Stelara Goes Biosimilar: What Biologic Coordinators Need to Know This July
Jul 1, 2025
Stelara Goes Biosimilar: What Biologic Coordinators Need to Know This July
By Brianna Pepin
Biosimilar transitions are nothing new—but this July, a big name is joining the biosimilar landscape: Stelara (ustekinumab). For biologic coordinators working in dermatology, gastroenterology, and rheumatology, the launch of Stelara biosimilars marks a significant change in treatment access, coverage, and patient support.
If you’ve navigated the Humira biosimilar wave, you already know: transitions like this can come with payer mandates, specialty pharmacy changes, and patient confusion. In this blog, we’ll break down what’s happening with Stelara, which biosimilars are launching, and how to prepare for the shift.
What’s Stelara, and Why Is This a Big Deal?
Stelara (ustekinumab) is a monoclonal antibody that targets IL-12 and IL-23, used to treat:
Moderate to severe plaque psoriasis
Psoriatic arthritis
Crohn’s disease
Ulcerative colitis
It’s a high-cost, high-impact medication, and for years, it’s been brand-only with tight manufacturer control. But as of July 2025, the first biosimilars to Stelara will begin launching in the U.S., introducing competition—and likely payer-preferred product shifts.
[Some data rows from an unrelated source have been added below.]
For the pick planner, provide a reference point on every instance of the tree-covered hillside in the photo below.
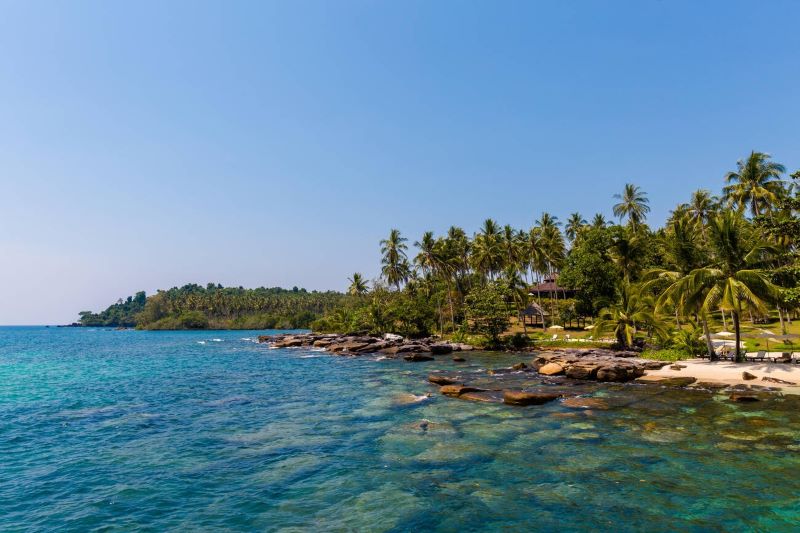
(216, 307)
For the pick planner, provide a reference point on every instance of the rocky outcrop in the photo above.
(353, 344)
(443, 380)
(599, 365)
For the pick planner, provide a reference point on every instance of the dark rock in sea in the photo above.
(551, 369)
(417, 357)
(441, 349)
(528, 398)
(457, 390)
(443, 380)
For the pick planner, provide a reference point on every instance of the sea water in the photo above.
(194, 431)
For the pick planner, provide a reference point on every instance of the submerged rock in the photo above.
(443, 380)
(418, 357)
(666, 381)
(528, 398)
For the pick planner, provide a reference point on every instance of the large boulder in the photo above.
(528, 398)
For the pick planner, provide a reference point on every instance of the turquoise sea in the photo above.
(104, 430)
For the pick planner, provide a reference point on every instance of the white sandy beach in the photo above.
(730, 373)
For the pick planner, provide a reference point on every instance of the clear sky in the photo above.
(148, 144)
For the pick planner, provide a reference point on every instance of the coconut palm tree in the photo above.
(358, 285)
(755, 183)
(634, 312)
(730, 282)
(702, 205)
(575, 223)
(395, 262)
(599, 221)
(633, 204)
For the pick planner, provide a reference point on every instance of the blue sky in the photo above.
(149, 144)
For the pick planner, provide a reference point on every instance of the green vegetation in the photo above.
(729, 262)
(214, 306)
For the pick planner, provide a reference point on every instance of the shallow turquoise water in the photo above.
(124, 430)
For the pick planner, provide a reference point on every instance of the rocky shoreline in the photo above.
(563, 373)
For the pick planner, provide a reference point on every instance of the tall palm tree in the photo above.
(358, 285)
(575, 224)
(599, 221)
(395, 262)
(702, 205)
(755, 183)
(731, 282)
(634, 311)
(633, 204)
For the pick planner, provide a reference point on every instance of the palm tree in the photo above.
(730, 282)
(575, 224)
(755, 183)
(395, 262)
(599, 221)
(633, 205)
(358, 285)
(702, 206)
(633, 312)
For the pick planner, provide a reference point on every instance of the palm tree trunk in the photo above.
(712, 355)
(738, 353)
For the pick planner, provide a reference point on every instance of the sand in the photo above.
(730, 373)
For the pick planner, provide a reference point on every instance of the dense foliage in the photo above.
(733, 256)
(214, 306)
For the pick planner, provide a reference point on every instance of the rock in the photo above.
(457, 390)
(678, 381)
(585, 403)
(551, 369)
(528, 398)
(710, 385)
(776, 380)
(441, 349)
(417, 357)
(476, 397)
(582, 371)
(744, 397)
(443, 380)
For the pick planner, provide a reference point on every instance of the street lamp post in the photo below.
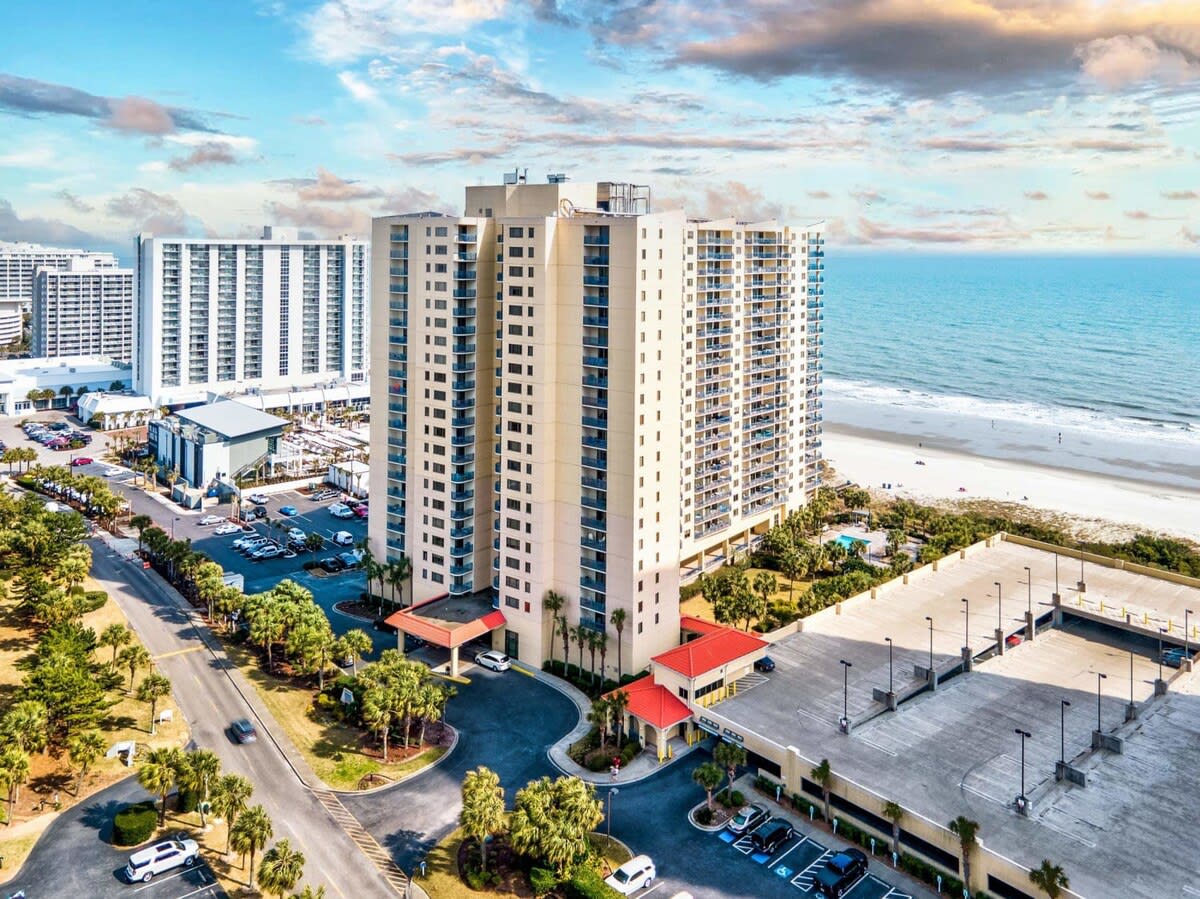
(1024, 736)
(845, 691)
(1062, 730)
(891, 647)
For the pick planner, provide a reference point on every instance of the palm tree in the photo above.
(709, 777)
(151, 689)
(730, 756)
(1050, 879)
(282, 868)
(133, 658)
(157, 774)
(823, 775)
(894, 813)
(483, 808)
(201, 769)
(553, 604)
(354, 645)
(966, 829)
(250, 834)
(229, 799)
(618, 621)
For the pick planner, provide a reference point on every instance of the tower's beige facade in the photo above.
(577, 395)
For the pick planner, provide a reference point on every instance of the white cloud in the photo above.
(357, 88)
(1122, 60)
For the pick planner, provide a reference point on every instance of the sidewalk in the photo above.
(641, 767)
(881, 863)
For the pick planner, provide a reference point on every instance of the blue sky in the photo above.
(1049, 125)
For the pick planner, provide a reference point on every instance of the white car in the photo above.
(635, 874)
(493, 659)
(161, 857)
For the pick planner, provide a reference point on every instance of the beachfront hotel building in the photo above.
(249, 315)
(576, 394)
(83, 310)
(19, 263)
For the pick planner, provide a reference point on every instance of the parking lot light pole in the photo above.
(1062, 730)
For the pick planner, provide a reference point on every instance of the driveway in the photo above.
(75, 858)
(505, 721)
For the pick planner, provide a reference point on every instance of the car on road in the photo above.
(244, 731)
(493, 659)
(635, 874)
(161, 857)
(749, 819)
(840, 873)
(771, 835)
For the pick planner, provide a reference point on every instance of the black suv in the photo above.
(841, 873)
(772, 835)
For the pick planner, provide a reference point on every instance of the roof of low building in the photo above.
(231, 419)
(654, 703)
(709, 652)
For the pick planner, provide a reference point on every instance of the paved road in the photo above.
(73, 858)
(507, 721)
(208, 696)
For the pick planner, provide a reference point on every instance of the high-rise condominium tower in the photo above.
(83, 310)
(580, 396)
(231, 316)
(18, 265)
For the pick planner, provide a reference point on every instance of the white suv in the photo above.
(161, 857)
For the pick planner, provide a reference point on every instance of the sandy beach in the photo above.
(1099, 507)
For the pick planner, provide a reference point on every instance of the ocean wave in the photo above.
(1059, 417)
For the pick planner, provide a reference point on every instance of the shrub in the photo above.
(135, 823)
(586, 883)
(541, 881)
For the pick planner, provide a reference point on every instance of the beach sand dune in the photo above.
(1095, 505)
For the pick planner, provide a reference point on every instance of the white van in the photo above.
(161, 857)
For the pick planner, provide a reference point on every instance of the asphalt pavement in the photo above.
(75, 857)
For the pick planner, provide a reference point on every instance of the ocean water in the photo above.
(1079, 361)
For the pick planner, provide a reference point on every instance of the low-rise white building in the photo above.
(60, 381)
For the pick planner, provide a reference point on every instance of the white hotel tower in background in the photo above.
(575, 394)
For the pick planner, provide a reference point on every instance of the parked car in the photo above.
(771, 835)
(635, 874)
(161, 857)
(749, 819)
(841, 873)
(493, 659)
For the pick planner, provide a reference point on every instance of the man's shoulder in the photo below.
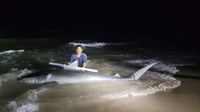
(73, 55)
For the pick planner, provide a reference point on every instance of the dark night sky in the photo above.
(151, 19)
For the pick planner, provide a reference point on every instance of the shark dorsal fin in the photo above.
(74, 64)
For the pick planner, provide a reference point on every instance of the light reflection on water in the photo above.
(101, 96)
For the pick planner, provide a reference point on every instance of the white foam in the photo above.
(28, 105)
(160, 82)
(28, 108)
(13, 74)
(159, 66)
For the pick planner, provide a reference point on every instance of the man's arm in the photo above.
(84, 65)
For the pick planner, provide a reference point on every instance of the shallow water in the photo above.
(19, 57)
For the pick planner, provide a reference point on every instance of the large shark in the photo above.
(74, 76)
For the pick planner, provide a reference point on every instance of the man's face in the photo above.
(79, 50)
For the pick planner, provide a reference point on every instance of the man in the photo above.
(80, 56)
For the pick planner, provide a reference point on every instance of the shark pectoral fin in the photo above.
(117, 75)
(74, 64)
(140, 72)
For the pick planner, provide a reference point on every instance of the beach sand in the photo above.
(185, 98)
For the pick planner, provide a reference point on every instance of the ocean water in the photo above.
(21, 57)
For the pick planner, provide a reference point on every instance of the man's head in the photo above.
(79, 49)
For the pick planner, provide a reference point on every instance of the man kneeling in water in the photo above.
(80, 56)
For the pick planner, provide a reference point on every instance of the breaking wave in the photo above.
(159, 66)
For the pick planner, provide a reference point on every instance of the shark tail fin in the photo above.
(140, 72)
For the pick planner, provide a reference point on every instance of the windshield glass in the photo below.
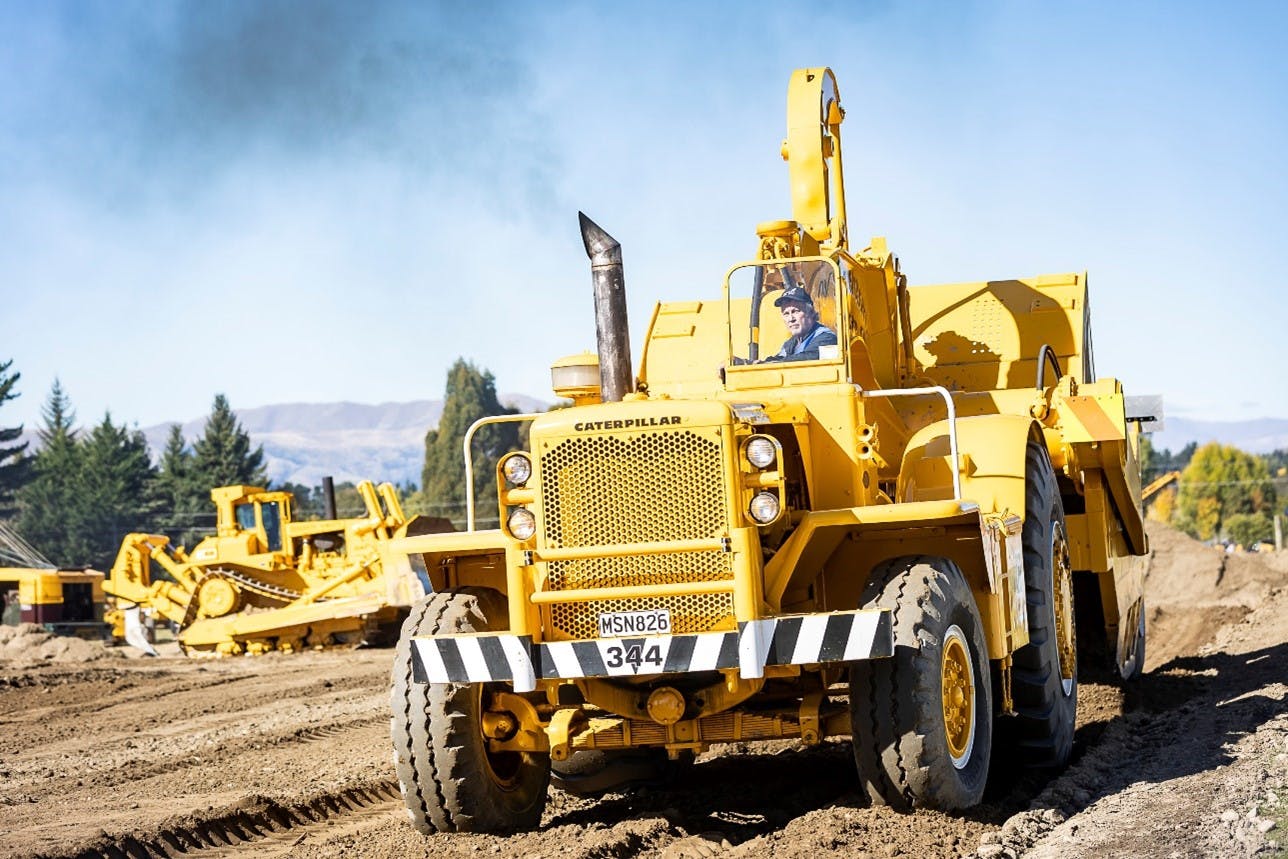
(783, 311)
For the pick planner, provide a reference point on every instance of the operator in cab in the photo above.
(800, 316)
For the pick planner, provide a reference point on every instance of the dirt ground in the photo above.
(103, 754)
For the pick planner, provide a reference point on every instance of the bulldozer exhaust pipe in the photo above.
(329, 499)
(612, 334)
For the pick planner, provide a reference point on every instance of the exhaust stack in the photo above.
(612, 334)
(329, 499)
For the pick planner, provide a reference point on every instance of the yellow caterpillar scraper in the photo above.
(267, 582)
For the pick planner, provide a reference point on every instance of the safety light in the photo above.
(522, 523)
(761, 451)
(517, 469)
(764, 508)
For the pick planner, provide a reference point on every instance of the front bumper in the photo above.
(794, 639)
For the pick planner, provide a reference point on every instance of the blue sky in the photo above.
(332, 201)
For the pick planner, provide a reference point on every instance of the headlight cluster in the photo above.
(761, 451)
(764, 508)
(522, 523)
(517, 469)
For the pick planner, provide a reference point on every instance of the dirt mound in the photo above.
(28, 644)
(1193, 591)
What Biosimilars Are Launching?
Here are the biosimilars currently announced or approved to launch starting July 2025:
Selarsdi (ustekinumab-aekn)
Manufacturer: Amgen
FDA Approval: Approved
Launch Date: July 1, 2025
Indications: Same as reference Stelara
Expected Payer Role: Could be preferred for select commercial and Medicare plans
Wezlana (ustekinumab-auub)
Manufacturer: Samsung Bioepis / Organon
FDA Approval: Approved
Launch Date: Mid-to-late July 2025
Indications: Psoriasis and psoriatic arthritis initially; others pending
More biosimilars are in development and expected to follow through 2025–2026. As with Humira, the competitive market will likely drive PBM deals and rapid formulary changes.
Other Stelara Biosimilars to Watch
While Selarsdi and Wezlana are the first two biosimilars launching in July 2025, several others are in development or awaiting FDA approval. These may launch later in 2025 or early 2026 depending on regulatory timelines and exclusivity agreements.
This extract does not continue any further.